Pour cela, nous avons testé 40 molécules, prises deux à deux sur le récepteur humain PXR, un récepteur qui contrôle la toxicité dans l'organisme. Nos résultats montrent une synergie entre deux molécules :  l'ethinylestradiol (présent dans les pilules contraceptives) et le trans-nonachlor (présente dans le pesticide chlordane, un des 12 produits polluants mondiaux les plus retrouvés dans l'environnement). Ensemble, ces deux composés chimiques ont une action de 50 à 100 fois supérieure à leurs actions individuelles.  

 

150 000 substances chimiques de synthèse répertoriées 

 

Quelles sont les implications sur la toxicité et les interactions médicamenteuses ? 

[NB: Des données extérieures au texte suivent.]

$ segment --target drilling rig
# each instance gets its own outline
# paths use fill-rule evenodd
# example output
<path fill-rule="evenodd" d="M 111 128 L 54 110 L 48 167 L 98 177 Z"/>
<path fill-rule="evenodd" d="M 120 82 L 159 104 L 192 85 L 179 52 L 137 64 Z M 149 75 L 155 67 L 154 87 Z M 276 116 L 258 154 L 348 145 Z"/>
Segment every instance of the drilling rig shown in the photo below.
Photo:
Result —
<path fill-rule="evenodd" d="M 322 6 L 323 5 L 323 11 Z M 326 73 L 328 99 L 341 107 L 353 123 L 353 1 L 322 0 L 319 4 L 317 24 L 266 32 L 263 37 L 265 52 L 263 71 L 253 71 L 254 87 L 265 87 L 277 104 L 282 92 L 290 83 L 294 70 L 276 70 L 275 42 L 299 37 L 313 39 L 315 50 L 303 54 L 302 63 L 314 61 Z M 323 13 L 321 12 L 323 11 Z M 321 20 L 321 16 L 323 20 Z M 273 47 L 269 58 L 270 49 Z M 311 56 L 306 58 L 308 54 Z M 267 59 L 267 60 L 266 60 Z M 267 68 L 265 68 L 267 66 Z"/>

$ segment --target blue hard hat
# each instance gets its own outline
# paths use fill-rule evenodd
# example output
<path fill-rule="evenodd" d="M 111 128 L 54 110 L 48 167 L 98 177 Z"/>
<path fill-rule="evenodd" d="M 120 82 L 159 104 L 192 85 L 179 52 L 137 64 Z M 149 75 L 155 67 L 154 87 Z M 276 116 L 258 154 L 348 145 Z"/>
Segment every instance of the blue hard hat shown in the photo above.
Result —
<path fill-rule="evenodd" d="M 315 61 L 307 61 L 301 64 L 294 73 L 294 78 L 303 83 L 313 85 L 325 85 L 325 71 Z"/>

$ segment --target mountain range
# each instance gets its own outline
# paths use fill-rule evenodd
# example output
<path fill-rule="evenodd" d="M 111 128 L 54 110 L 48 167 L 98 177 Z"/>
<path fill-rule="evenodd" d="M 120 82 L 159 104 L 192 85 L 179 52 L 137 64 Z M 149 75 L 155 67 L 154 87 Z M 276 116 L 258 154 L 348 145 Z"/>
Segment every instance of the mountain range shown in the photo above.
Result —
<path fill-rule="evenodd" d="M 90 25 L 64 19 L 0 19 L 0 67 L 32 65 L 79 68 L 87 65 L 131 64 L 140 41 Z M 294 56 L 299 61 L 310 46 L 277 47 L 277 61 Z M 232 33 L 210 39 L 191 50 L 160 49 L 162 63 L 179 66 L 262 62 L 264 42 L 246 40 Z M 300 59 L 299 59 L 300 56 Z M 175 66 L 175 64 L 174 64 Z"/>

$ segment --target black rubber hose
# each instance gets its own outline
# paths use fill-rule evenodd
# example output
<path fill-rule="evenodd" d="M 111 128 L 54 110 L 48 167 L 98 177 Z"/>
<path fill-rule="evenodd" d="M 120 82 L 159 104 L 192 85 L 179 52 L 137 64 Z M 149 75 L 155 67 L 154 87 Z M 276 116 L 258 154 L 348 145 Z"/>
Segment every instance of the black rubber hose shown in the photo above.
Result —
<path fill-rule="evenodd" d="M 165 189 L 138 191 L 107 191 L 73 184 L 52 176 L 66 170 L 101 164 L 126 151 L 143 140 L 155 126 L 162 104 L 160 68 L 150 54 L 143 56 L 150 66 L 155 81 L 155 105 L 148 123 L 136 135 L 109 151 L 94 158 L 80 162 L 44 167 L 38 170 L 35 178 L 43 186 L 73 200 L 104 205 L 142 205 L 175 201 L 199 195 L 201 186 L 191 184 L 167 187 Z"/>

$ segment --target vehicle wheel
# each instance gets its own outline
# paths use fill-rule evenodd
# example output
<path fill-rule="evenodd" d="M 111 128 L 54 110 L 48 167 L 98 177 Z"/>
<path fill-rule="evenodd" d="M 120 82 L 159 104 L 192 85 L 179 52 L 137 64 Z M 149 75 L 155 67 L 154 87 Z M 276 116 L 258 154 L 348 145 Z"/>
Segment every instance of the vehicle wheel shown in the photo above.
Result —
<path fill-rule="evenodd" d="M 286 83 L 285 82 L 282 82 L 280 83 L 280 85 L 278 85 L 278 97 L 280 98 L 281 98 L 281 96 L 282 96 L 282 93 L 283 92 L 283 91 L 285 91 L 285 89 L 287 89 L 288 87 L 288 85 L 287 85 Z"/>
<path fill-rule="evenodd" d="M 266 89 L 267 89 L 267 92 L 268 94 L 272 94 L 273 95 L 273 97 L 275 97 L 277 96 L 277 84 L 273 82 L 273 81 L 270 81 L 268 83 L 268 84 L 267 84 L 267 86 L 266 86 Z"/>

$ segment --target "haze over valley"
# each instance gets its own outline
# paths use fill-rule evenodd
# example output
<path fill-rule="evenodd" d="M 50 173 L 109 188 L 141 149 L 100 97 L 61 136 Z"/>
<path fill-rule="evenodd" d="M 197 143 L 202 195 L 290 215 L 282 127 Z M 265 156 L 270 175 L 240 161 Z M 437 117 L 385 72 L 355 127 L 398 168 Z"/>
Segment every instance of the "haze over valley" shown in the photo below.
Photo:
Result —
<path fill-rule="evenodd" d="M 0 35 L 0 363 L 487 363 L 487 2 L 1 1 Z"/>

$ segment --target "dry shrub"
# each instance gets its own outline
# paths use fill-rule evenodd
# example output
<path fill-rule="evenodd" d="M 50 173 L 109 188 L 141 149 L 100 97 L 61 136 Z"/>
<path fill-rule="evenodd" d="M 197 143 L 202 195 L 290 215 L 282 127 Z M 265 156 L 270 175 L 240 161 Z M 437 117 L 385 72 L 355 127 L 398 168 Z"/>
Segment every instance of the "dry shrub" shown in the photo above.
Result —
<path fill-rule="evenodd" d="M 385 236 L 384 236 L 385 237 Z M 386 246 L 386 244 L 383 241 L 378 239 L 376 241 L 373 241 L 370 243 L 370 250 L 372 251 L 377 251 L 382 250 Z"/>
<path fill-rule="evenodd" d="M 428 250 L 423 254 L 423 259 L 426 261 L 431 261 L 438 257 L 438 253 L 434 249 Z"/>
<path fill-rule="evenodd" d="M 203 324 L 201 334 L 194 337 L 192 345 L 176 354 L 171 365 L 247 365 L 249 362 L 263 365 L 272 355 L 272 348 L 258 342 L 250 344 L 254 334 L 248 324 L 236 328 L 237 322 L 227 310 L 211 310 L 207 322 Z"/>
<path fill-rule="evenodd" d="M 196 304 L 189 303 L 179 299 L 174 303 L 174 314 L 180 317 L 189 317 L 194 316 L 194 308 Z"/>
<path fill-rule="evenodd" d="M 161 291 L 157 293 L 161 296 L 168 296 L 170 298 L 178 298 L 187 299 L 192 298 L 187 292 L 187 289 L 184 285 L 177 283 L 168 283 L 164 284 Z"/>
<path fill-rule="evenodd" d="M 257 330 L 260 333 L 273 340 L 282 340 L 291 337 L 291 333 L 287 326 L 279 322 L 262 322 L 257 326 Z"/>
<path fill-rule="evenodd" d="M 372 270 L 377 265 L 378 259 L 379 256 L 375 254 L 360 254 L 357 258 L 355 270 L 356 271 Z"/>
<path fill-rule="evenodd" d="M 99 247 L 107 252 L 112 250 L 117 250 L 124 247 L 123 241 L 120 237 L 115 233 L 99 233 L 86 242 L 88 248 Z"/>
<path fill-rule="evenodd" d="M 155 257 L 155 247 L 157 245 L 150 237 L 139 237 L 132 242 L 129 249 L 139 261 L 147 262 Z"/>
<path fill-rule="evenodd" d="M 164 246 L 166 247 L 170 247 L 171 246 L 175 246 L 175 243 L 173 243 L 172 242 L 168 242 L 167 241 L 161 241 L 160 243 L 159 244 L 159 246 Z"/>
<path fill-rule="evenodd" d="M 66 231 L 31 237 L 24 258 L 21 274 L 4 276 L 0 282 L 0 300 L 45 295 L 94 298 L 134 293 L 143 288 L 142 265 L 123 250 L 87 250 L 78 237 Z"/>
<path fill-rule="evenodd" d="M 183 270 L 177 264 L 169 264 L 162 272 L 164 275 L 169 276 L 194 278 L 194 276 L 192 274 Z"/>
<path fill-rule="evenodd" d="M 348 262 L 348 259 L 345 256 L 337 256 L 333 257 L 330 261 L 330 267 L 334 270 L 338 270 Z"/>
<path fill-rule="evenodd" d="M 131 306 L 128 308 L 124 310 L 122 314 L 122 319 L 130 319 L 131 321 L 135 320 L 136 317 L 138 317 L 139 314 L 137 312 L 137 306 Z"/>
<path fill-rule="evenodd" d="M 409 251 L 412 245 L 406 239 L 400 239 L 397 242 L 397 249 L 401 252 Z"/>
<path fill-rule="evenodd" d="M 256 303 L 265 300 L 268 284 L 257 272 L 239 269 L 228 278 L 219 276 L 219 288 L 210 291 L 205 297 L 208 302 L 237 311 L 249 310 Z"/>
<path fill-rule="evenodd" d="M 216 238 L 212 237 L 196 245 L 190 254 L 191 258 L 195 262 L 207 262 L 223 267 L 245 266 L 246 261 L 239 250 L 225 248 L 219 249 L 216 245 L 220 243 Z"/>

Elles sont nombreuses. D'abord, une molécule inoffensive peut devenir toxique associée à une autre molécule. Autrement dit, l'association fait le poison. Ce phénomène explique aussi l'effet faible dose, puisqu'on multiplie le pouvoir de molécules par 10, 50 ou 100. Cela a donc un impact sur la réglementation, car les concentrations journalières admises doivent être divisées d'autant. 

Notre travail a aussi montré un mécamisme possible pour les interactions médicamenteuses. A partir d'une certaine concentration de molécules étrangères, le récepteur PXR déclenche une détoxification de l'organisme. Mais s'il est sur-sollicité, il synthétise de nombreuses enzymes, qui détruisent largement les autres substances médicamenteuses, ce qui peut annuler l'effet d'un traitement. 

 

Vous avez testé 40 molécules deux par deux. Seulement deux ont montré un effet cocktail. Ca ne semble pas beaucoup... 

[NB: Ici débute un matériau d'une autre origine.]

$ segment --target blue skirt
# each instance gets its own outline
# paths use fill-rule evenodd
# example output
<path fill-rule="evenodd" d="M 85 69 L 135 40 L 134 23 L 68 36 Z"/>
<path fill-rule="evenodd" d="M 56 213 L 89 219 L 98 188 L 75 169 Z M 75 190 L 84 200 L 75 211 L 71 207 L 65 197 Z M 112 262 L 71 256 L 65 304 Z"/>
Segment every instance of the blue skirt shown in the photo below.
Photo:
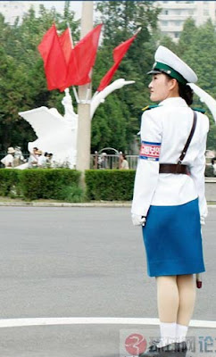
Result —
<path fill-rule="evenodd" d="M 204 271 L 198 199 L 150 206 L 143 237 L 150 277 Z"/>

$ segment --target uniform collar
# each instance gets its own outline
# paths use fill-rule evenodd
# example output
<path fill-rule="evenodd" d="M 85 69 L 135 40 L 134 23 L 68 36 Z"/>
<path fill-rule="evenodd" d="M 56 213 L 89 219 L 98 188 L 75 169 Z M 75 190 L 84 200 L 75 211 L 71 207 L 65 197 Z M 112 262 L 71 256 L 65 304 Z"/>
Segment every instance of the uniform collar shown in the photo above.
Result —
<path fill-rule="evenodd" d="M 181 96 L 175 96 L 171 98 L 167 98 L 162 101 L 159 105 L 162 106 L 188 106 L 185 101 L 185 99 L 181 98 Z"/>

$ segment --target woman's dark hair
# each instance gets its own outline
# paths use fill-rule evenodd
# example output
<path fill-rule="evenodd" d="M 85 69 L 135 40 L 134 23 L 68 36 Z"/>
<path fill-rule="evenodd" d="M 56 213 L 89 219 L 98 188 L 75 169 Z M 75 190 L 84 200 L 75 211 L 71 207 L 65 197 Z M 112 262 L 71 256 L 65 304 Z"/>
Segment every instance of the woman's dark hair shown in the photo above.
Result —
<path fill-rule="evenodd" d="M 166 76 L 169 79 L 173 79 L 173 78 L 169 76 L 169 74 L 167 74 L 167 73 L 164 73 L 164 74 L 166 74 Z M 185 99 L 187 105 L 191 105 L 193 103 L 194 91 L 191 89 L 190 86 L 187 86 L 187 84 L 182 84 L 182 83 L 179 82 L 179 80 L 178 80 L 178 84 L 179 84 L 179 96 L 181 96 L 181 98 Z"/>
<path fill-rule="evenodd" d="M 179 95 L 185 99 L 187 105 L 191 105 L 193 103 L 194 91 L 191 89 L 190 86 L 179 82 Z"/>

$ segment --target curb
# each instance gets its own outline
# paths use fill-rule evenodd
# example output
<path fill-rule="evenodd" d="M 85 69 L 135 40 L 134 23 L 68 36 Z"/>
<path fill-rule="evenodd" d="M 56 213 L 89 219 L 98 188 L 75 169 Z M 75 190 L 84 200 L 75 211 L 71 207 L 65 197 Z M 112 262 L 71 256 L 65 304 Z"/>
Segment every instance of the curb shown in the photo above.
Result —
<path fill-rule="evenodd" d="M 0 202 L 1 206 L 12 207 L 131 207 L 131 203 L 52 203 L 52 202 Z M 209 208 L 216 208 L 216 203 L 208 204 Z"/>
<path fill-rule="evenodd" d="M 13 207 L 130 207 L 130 203 L 68 203 L 46 202 L 0 202 L 0 206 Z"/>

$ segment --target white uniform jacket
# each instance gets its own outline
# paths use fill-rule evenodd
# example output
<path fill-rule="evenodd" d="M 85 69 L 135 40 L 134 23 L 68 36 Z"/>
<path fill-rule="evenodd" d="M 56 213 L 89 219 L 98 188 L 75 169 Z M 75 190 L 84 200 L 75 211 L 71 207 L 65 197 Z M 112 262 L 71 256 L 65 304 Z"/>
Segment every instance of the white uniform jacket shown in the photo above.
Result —
<path fill-rule="evenodd" d="M 150 205 L 179 205 L 198 197 L 200 214 L 207 216 L 204 153 L 209 120 L 196 113 L 195 134 L 182 162 L 189 166 L 190 175 L 159 174 L 159 164 L 178 163 L 193 125 L 192 109 L 181 97 L 172 97 L 143 113 L 132 213 L 146 216 Z"/>

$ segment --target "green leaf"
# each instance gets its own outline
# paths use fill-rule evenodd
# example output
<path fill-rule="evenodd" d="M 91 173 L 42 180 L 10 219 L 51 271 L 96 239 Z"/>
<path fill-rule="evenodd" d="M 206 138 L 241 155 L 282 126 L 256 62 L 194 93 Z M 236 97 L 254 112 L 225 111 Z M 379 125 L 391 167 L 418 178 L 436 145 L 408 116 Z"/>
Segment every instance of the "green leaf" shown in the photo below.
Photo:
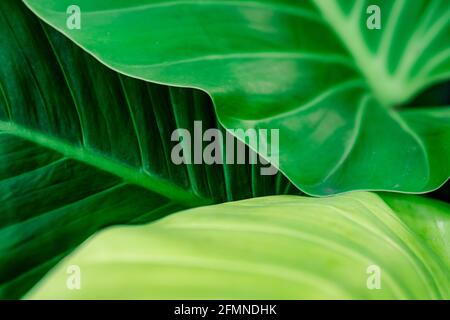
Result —
<path fill-rule="evenodd" d="M 409 222 L 426 228 L 431 218 L 416 214 L 426 206 L 443 228 L 434 235 L 448 243 L 450 207 L 405 199 L 412 210 L 394 212 L 372 193 L 273 196 L 110 228 L 28 298 L 448 299 L 450 261 Z M 80 273 L 67 273 L 69 266 Z M 376 267 L 381 287 L 370 290 Z M 75 276 L 80 289 L 70 290 Z"/>
<path fill-rule="evenodd" d="M 0 298 L 105 226 L 295 190 L 256 166 L 172 163 L 176 128 L 217 127 L 205 94 L 119 75 L 19 1 L 0 2 L 0 29 Z"/>
<path fill-rule="evenodd" d="M 426 192 L 450 176 L 450 109 L 400 108 L 450 77 L 447 0 L 79 0 L 69 30 L 72 2 L 25 0 L 112 69 L 206 91 L 227 129 L 280 129 L 280 169 L 306 193 Z"/>

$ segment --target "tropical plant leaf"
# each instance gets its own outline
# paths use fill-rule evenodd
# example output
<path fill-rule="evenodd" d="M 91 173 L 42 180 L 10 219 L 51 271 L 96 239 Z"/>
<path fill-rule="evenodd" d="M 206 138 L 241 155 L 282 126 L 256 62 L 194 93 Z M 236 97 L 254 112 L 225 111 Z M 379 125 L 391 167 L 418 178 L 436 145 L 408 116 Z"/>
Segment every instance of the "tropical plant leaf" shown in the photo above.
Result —
<path fill-rule="evenodd" d="M 280 169 L 309 194 L 450 176 L 448 106 L 400 108 L 450 77 L 446 0 L 79 0 L 81 30 L 72 1 L 25 3 L 114 70 L 205 90 L 228 129 L 280 129 Z"/>
<path fill-rule="evenodd" d="M 104 226 L 296 190 L 256 166 L 173 164 L 176 128 L 217 125 L 203 93 L 119 75 L 19 1 L 0 29 L 0 298 Z"/>
<path fill-rule="evenodd" d="M 450 207 L 421 202 L 425 217 L 415 213 L 419 198 L 405 199 L 413 210 L 394 212 L 372 193 L 273 196 L 110 228 L 29 298 L 448 299 L 450 261 L 398 215 L 425 228 L 436 219 L 443 229 L 434 236 L 448 243 Z M 69 266 L 79 267 L 80 290 L 67 287 Z M 379 290 L 368 280 L 376 267 Z"/>

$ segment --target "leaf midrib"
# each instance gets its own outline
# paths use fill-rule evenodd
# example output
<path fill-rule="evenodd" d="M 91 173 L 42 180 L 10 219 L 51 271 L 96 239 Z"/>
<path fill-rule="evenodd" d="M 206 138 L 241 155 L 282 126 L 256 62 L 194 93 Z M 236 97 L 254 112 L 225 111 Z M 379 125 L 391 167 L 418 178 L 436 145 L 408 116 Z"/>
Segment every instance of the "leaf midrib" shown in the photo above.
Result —
<path fill-rule="evenodd" d="M 88 150 L 81 145 L 72 145 L 62 139 L 42 134 L 16 123 L 0 120 L 0 131 L 59 152 L 67 158 L 83 162 L 113 174 L 114 176 L 122 178 L 127 183 L 143 187 L 180 204 L 195 207 L 213 203 L 211 199 L 194 194 L 193 192 L 171 184 L 162 178 L 152 176 L 147 172 L 144 172 L 143 169 L 130 167 L 119 161 L 110 159 L 101 153 Z"/>

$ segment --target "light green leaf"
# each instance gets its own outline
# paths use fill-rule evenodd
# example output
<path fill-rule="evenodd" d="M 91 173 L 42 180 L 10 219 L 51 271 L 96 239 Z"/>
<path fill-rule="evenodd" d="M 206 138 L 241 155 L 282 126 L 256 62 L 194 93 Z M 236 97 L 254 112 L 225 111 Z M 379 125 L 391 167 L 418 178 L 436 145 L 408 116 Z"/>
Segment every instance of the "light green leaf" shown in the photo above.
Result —
<path fill-rule="evenodd" d="M 420 214 L 424 208 L 427 217 Z M 434 252 L 422 238 L 427 232 L 409 227 L 427 229 L 430 222 L 442 228 L 433 233 L 436 244 L 448 243 L 450 207 L 415 197 L 393 207 L 372 193 L 350 193 L 191 209 L 146 226 L 102 231 L 28 297 L 448 299 L 448 256 Z M 69 266 L 80 273 L 67 273 Z M 372 286 L 374 268 L 380 289 Z M 68 289 L 76 276 L 80 289 Z"/>
<path fill-rule="evenodd" d="M 70 0 L 25 3 L 114 70 L 208 92 L 228 129 L 280 129 L 280 169 L 309 194 L 450 176 L 450 108 L 401 108 L 450 77 L 447 0 L 79 0 L 81 30 Z"/>
<path fill-rule="evenodd" d="M 176 128 L 217 127 L 203 93 L 107 69 L 20 1 L 0 1 L 0 29 L 0 298 L 102 227 L 295 190 L 256 166 L 171 161 Z"/>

Sur les 780 combinaisons possibles, seule une association de deux molécules a en effet montré une synergie. Si cela peut sembler peu, c'est loin d'être négligeable, compte tenu du nombre de substances en jeu. Il y a en effet à ce jour un millier de perturbateurs endocriniens connus, mais il y en a vraisemblablement beaucoup plus. Parmi les 150 000 substances chimiques de synthèse répertoriées, seulement 15% ont été testées pour connaître leurs pouvoirs endocriniens. Il reste donc sûrement beaucoup d'autres perturbateurs endocriniens et de mélanges actifs à identifier.

 

Face à l'ampleur de la tâche pour tester les mélanges de milliers de produits chimiques, comment s'y prendre ? 

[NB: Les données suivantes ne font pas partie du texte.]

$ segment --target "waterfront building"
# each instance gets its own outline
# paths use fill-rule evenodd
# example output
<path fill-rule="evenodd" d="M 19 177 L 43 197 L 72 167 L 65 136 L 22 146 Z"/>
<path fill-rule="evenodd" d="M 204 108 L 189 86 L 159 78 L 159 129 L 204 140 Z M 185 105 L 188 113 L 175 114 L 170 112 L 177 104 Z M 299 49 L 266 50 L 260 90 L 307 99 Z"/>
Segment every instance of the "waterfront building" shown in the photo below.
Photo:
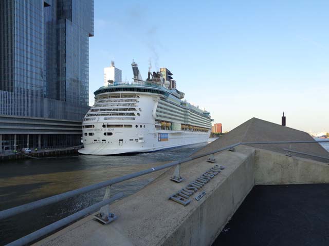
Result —
<path fill-rule="evenodd" d="M 0 151 L 80 144 L 94 0 L 0 1 Z"/>
<path fill-rule="evenodd" d="M 222 133 L 222 123 L 215 123 L 211 127 L 211 132 L 216 133 Z"/>
<path fill-rule="evenodd" d="M 119 84 L 122 80 L 122 72 L 114 66 L 114 61 L 111 61 L 111 66 L 108 68 L 104 68 L 104 86 L 107 86 L 109 81 L 110 84 Z"/>

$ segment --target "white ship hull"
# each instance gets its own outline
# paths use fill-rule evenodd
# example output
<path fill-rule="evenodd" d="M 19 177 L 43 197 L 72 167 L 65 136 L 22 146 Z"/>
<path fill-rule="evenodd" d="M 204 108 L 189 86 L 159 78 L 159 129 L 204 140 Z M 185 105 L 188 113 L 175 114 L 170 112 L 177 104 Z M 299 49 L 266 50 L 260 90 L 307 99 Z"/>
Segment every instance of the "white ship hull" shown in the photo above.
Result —
<path fill-rule="evenodd" d="M 208 133 L 183 131 L 173 132 L 172 131 L 159 131 L 150 133 L 147 132 L 147 129 L 144 132 L 139 132 L 139 137 L 137 137 L 136 132 L 127 132 L 124 134 L 119 134 L 117 136 L 112 137 L 111 139 L 107 139 L 107 141 L 98 141 L 94 144 L 85 145 L 84 148 L 79 150 L 79 152 L 85 154 L 106 155 L 156 151 L 163 149 L 206 142 L 209 136 Z M 159 134 L 160 134 L 160 136 Z M 161 136 L 166 136 L 166 134 L 168 134 L 168 140 L 160 140 L 159 137 Z M 97 137 L 99 135 L 100 137 L 103 136 L 103 132 L 95 133 L 95 136 Z M 139 139 L 139 138 L 142 137 L 142 139 Z M 103 137 L 102 138 L 104 138 Z M 123 141 L 120 141 L 121 139 Z"/>
<path fill-rule="evenodd" d="M 207 141 L 210 113 L 184 93 L 152 81 L 101 87 L 82 123 L 79 150 L 89 155 L 146 152 Z"/>

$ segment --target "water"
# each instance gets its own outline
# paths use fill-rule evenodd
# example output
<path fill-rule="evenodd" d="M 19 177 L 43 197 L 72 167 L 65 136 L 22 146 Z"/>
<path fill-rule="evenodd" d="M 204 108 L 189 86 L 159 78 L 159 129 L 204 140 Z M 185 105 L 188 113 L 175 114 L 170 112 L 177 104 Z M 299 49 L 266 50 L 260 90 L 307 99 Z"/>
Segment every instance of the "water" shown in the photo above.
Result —
<path fill-rule="evenodd" d="M 0 163 L 0 211 L 102 181 L 181 159 L 207 145 L 117 156 L 78 155 Z M 129 195 L 166 170 L 112 186 Z M 0 245 L 22 237 L 101 201 L 105 188 L 77 196 L 0 221 Z M 33 223 L 31 223 L 33 221 Z"/>
<path fill-rule="evenodd" d="M 317 140 L 323 140 L 317 139 Z M 118 156 L 79 155 L 30 159 L 0 163 L 0 211 L 93 183 L 184 158 L 203 143 L 148 153 Z M 320 144 L 329 151 L 329 142 Z M 163 171 L 163 172 L 164 172 Z M 159 171 L 113 186 L 112 194 L 129 195 Z M 101 200 L 104 189 L 0 221 L 0 245 L 10 242 Z M 30 221 L 33 221 L 31 223 Z"/>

Sachant qu'il y a 48 récepteurs dans les cellules humaines et 150 000 molécules chimiques de synthèse, il est en effet impossible de tout tester. Grâce à la bio-informatique, nous pouvons néanmoins modéliser les interactions molécules-récepteurs. Une fois une synergie visible dans le modèle informatique, nous pouvons la vérifier expérimentalement. C'est ce sur quoi nous travaillons actuellement. D'un point de vue règlementaire et de la prise en compte des effets de mélange dans l'évaluation de la toxicité d'une substance, une solution serait de faire une liste des polluants les plus présents et de tester les produits mis sur le marché en présence de ces molécules.